セルロイドは世界で初めて実用化されたプラスチックといわれる素材で、綿花由来の“ニトロセルロース”を主原料に樟脳を加えて作られます。

深い艶、独特の温かみ、磨くほどに光沢が増す特性のため、昔から高級フレームに使用されてきました。
一方で、熱に弱く加工が難しいため、現在では扱える職人が限られる素材でもあります。

積み重ねた時間が生む、唯一無二の質感

オリジナルブランド“金治郎”は、希少なセルロイドを惜しみなく用い、

熟練職人の手で一つひとつ丁寧に仕立てた眼鏡です。
セルロイド生地は、1カ月ごとに1ミリずつ積層され、8ミリ厚の生地であれば完成までに実に8カ月を

要します。
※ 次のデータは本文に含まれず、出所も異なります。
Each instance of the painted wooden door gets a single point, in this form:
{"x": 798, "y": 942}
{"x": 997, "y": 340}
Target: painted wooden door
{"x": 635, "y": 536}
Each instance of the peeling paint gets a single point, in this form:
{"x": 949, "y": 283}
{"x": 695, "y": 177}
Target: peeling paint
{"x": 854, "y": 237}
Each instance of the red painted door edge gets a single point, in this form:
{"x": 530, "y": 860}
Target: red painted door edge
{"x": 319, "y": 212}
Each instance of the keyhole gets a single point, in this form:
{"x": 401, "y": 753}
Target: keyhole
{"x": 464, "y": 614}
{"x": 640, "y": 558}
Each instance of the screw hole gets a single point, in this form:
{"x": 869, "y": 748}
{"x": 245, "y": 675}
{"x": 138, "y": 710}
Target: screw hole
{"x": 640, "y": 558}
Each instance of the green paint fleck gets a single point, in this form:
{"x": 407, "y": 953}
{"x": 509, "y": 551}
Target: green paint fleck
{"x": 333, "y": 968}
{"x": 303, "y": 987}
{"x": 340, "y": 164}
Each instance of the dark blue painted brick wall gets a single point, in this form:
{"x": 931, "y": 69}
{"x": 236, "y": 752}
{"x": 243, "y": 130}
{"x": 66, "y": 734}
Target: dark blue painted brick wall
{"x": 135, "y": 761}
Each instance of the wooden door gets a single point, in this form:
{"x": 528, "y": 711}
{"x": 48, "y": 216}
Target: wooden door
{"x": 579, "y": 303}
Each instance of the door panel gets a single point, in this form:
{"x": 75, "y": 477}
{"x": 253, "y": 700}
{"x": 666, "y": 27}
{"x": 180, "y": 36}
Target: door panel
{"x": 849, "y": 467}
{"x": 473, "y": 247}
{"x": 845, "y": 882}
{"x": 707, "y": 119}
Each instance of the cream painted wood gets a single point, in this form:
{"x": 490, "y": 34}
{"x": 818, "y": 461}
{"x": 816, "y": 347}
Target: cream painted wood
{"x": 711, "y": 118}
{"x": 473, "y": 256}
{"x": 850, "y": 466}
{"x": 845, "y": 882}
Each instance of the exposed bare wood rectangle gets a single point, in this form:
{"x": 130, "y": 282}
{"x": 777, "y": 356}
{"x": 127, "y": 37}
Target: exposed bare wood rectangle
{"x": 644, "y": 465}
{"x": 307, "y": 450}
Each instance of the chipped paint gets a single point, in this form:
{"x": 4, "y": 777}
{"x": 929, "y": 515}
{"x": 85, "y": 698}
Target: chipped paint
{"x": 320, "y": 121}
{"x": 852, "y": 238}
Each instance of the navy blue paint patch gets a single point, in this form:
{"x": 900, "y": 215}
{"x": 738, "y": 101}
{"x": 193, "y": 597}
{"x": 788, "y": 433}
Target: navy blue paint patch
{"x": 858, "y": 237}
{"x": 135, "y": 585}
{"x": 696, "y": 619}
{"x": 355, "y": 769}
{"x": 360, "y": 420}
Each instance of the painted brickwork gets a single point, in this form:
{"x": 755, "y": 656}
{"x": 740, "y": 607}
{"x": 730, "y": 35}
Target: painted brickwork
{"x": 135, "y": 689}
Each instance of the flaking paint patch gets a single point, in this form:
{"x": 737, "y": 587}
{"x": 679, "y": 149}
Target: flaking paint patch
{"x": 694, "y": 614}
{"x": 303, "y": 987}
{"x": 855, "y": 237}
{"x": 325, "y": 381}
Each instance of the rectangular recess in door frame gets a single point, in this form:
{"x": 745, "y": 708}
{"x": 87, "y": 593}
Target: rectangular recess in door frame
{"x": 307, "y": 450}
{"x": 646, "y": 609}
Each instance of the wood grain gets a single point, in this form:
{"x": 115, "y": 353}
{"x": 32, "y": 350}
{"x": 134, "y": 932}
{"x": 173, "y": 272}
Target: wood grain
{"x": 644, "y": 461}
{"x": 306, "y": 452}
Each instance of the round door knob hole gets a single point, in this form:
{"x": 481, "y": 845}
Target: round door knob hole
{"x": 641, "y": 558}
そこからようやくメガネ制作に入ります。


この気の遠くなるような手間こそが、セルロイド特有の深い艶と、手に吸いつくような上質な質感を

生み出しています。

セルロイドの仕上げ工程
セルロイドの仕上げは、まず粗番手から細番手へと段階を踏んで進めるやすり掛けから始まります。
フレームの面やカーブに合わせて当て方を変え、角を落とし、ラインを整えながら、表面の微細な凹凸を均一にしていきます。
この工程では、削りすぎによる形状の崩れを避けるため、圧力・角度・動かす速さのすべてを細かく調整する必要があり、セルロイドの厚みや締まり具合を読み取る技術が求められます。
磨き
下地が整えられた後、仕上げの要となるバフ磨きに移ります。 
セルロイドの磨き工程は、仕上がりを左右する最も繊細な作業のひとつです。
高速で回転するバフにフレームをあて、熱が入りすぎないよう角度と圧力を細かく調整しながら、表面を少しずつ締めていきます。
セルロイドは熱に敏感なため、わずかな力の偏りでも面がゆがんだり艶が死んだりします。
そのため職人はフレームのカーブ、厚み、面の向きを読み取り、部分ごとにバフの当て方を変えながら、均一で深い鏡面をつくり上げます。
手仕事ならではの“面を立てる”技術が、この豊かな艶と立体感を生み、セルロイドフレームの存在感を決定づけます。